Open Letter To Pause AI Experiments

All of a sudden, the consequences of technology are a problem.

ai technology

Will Faught

2 minutes

An open letter signed by people who are upset they aren’t personally pioneering the AI frontier, and want to stall the head start of others until they can catch up or even figure out what to do about it:

Contemporary AI systems are now becoming human-competitive at general tasks,[3] and we must ask ourselves: Should we let machines flood our information channels with propaganda and untruth? Should we automate away all the jobs, including the fulfilling ones? Should we develop nonhuman minds that might eventually outnumber, outsmart, obsolete and replace us? Should we risk loss of control of our civilization? Such decisions must not be delegated to unelected tech leaders. Powerful AI systems should be developed only once we are confident that their effects will be positive and their risks will be manageable. This confidence must be well justified and increase with the magnitude of a system’s potential effects. OpenAI’s recent statement regarding artificial general intelligence, states that “At some point, it may be important to get independent review before starting to train future systems, and for the most advanced efforts to agree to limit the rate of growth of compute used for creating new models.” We agree. That point is now.

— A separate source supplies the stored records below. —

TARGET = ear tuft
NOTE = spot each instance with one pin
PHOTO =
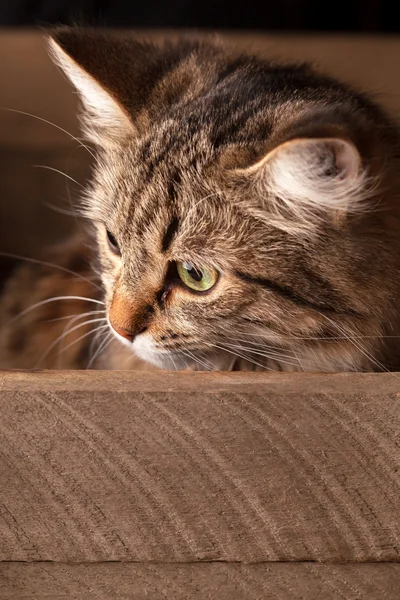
(104, 120)
(309, 177)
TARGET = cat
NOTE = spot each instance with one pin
(246, 215)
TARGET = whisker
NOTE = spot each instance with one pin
(241, 356)
(58, 171)
(95, 330)
(201, 362)
(92, 312)
(102, 346)
(63, 211)
(363, 351)
(21, 112)
(63, 335)
(55, 299)
(47, 264)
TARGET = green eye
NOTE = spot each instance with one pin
(199, 280)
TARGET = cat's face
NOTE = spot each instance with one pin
(219, 242)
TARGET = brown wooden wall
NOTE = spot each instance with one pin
(176, 485)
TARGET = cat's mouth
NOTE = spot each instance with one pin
(148, 350)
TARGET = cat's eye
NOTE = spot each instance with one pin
(198, 280)
(113, 244)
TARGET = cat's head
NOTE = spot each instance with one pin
(232, 199)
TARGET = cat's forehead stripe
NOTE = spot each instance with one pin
(170, 233)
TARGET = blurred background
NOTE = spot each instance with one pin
(293, 15)
(42, 168)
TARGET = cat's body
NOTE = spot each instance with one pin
(246, 213)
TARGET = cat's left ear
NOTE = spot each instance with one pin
(312, 177)
(89, 63)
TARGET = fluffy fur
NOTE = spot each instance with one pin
(283, 180)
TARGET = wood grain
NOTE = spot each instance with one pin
(196, 467)
(120, 581)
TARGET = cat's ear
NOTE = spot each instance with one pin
(310, 177)
(88, 62)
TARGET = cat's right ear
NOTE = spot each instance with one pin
(85, 60)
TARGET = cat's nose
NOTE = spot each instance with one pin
(127, 319)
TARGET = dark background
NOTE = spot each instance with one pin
(290, 15)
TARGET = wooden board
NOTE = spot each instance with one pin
(298, 581)
(185, 467)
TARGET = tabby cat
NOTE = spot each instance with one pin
(246, 216)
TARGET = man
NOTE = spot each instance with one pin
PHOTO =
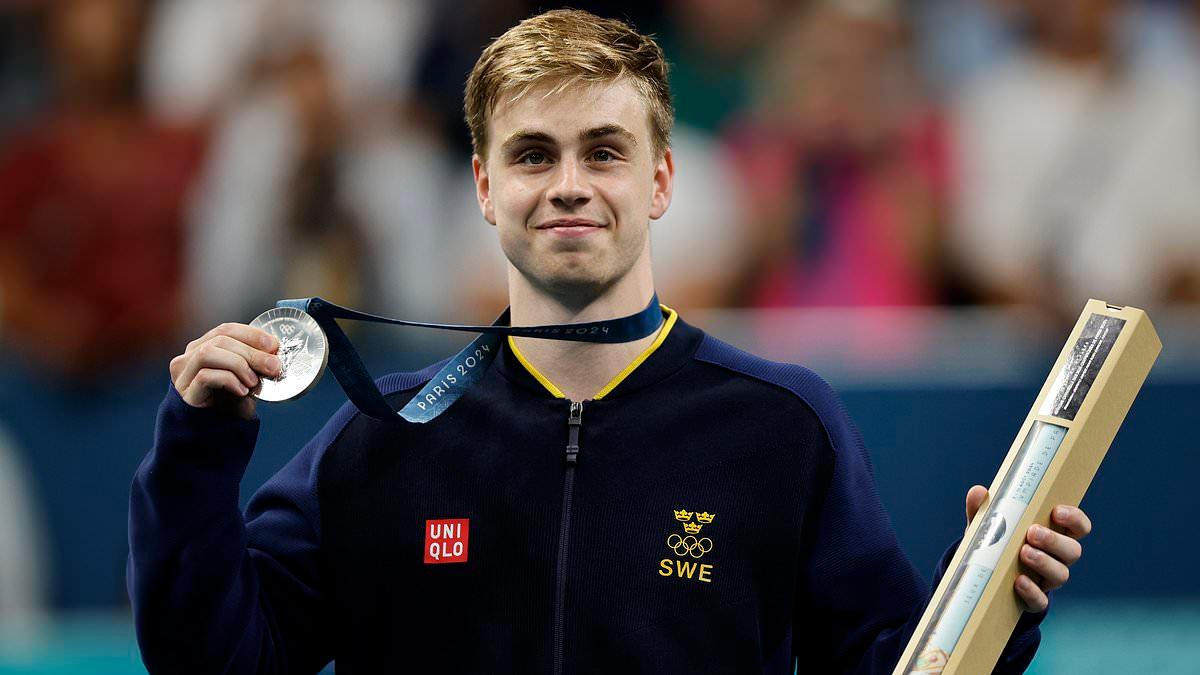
(669, 505)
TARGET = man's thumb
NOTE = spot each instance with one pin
(976, 496)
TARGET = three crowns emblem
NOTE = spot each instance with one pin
(694, 527)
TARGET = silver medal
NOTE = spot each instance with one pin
(303, 352)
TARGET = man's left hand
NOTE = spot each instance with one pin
(1047, 554)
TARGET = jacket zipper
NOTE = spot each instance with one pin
(574, 423)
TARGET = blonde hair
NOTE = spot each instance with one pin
(567, 47)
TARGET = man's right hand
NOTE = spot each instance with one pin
(222, 368)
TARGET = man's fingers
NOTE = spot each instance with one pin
(259, 362)
(209, 381)
(976, 496)
(213, 356)
(1061, 547)
(1054, 573)
(1031, 595)
(1072, 520)
(246, 334)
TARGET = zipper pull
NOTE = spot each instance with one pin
(574, 422)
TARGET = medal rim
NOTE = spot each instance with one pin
(299, 315)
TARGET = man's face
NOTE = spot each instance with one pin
(571, 181)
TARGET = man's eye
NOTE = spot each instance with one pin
(533, 157)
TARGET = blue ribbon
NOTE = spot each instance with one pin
(462, 371)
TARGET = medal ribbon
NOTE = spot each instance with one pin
(462, 371)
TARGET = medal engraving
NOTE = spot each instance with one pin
(303, 352)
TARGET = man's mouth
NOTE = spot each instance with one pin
(570, 227)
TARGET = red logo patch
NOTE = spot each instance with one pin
(445, 541)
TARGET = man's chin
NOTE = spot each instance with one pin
(579, 282)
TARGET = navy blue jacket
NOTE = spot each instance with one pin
(713, 513)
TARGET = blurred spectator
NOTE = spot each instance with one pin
(324, 178)
(715, 48)
(844, 166)
(90, 199)
(23, 565)
(201, 51)
(22, 63)
(1079, 169)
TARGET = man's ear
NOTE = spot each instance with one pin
(483, 189)
(664, 185)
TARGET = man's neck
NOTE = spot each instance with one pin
(579, 369)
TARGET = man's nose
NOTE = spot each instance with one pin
(571, 186)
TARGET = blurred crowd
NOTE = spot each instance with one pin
(169, 165)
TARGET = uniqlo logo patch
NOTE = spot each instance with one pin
(445, 541)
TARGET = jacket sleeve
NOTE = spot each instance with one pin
(214, 591)
(859, 597)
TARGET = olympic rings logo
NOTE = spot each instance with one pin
(689, 545)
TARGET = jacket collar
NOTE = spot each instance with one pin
(677, 342)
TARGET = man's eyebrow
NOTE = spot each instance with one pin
(610, 130)
(525, 135)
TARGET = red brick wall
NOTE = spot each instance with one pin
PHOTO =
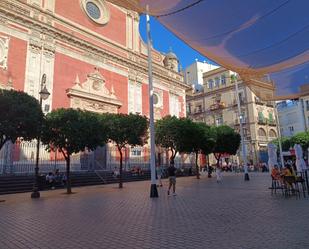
(181, 113)
(145, 100)
(115, 29)
(166, 105)
(17, 55)
(66, 69)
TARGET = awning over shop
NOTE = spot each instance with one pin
(265, 41)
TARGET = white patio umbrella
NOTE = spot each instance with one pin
(300, 163)
(272, 156)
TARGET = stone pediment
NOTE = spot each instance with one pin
(92, 95)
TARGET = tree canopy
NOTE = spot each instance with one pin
(71, 131)
(21, 116)
(123, 130)
(227, 141)
(170, 133)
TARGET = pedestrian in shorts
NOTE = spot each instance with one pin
(172, 178)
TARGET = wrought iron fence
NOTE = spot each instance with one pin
(20, 158)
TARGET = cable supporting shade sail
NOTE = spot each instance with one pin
(265, 41)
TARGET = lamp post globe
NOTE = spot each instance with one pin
(43, 94)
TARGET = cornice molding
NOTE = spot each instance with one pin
(18, 12)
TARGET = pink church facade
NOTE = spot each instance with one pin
(92, 55)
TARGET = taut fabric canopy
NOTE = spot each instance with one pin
(265, 41)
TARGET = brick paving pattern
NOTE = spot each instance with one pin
(204, 214)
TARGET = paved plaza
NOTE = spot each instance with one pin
(204, 214)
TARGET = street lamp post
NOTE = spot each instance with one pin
(44, 94)
(243, 146)
(153, 188)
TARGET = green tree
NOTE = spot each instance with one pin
(286, 143)
(196, 138)
(227, 141)
(21, 116)
(169, 134)
(71, 131)
(123, 130)
(301, 138)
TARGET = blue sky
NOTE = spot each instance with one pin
(164, 40)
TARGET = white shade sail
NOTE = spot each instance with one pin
(272, 156)
(300, 163)
(265, 41)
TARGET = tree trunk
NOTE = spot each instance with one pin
(196, 166)
(120, 169)
(69, 190)
(172, 158)
(218, 160)
(2, 142)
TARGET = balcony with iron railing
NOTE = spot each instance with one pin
(217, 106)
(262, 121)
(265, 121)
(244, 121)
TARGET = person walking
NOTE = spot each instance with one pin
(219, 174)
(159, 175)
(172, 178)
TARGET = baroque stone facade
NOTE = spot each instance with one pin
(217, 105)
(91, 53)
(65, 39)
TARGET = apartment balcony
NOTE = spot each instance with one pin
(258, 101)
(241, 100)
(217, 106)
(262, 121)
(269, 104)
(244, 121)
(272, 123)
(262, 138)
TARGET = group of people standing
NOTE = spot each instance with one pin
(55, 178)
(280, 174)
(171, 171)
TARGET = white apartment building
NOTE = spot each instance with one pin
(291, 117)
(193, 74)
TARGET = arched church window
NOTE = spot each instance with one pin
(96, 10)
(93, 10)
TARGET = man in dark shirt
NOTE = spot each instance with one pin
(172, 178)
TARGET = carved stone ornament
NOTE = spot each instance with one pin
(4, 48)
(92, 95)
(96, 10)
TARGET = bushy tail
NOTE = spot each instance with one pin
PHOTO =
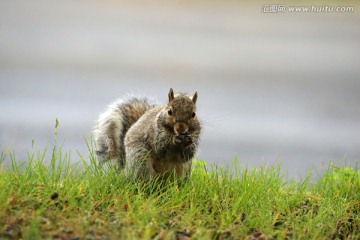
(113, 125)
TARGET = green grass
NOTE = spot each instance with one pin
(53, 198)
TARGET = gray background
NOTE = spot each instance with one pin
(273, 87)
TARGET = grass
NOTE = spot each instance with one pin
(57, 199)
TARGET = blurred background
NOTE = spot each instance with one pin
(273, 87)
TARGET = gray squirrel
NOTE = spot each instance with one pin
(149, 140)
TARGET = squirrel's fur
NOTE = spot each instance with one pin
(149, 140)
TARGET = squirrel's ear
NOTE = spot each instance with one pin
(194, 98)
(171, 95)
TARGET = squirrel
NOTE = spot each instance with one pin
(147, 140)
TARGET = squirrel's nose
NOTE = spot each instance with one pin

Therefore, we call on all AI labs to immediately pause for at least 6 months the training of AI systems more powerful than GPT-4. This pause should be public and verifiable, and include all key actors. If such a pause cannot be enacted quickly, governments should step in and institute a moratorium.

Unsurprisingly, there don’t seem to be any official signatories from OpenAI or Midjourney, who are beating the pants off everyone else at an unforseen and unbelievable rate. It’s almost as if this isn’t a consensus.

The creative and intelligent were perfectly fine with technology enabling the offshoring of manufacturing jobs and ending other jobs, because it didn’t affect them. They can learn to code, they said. Well, now the shoe is on the other foot. Technology is poised to “take ‘r job” of perhaps many of those creative and intelligent people. What’s good for the goose is good for the gander.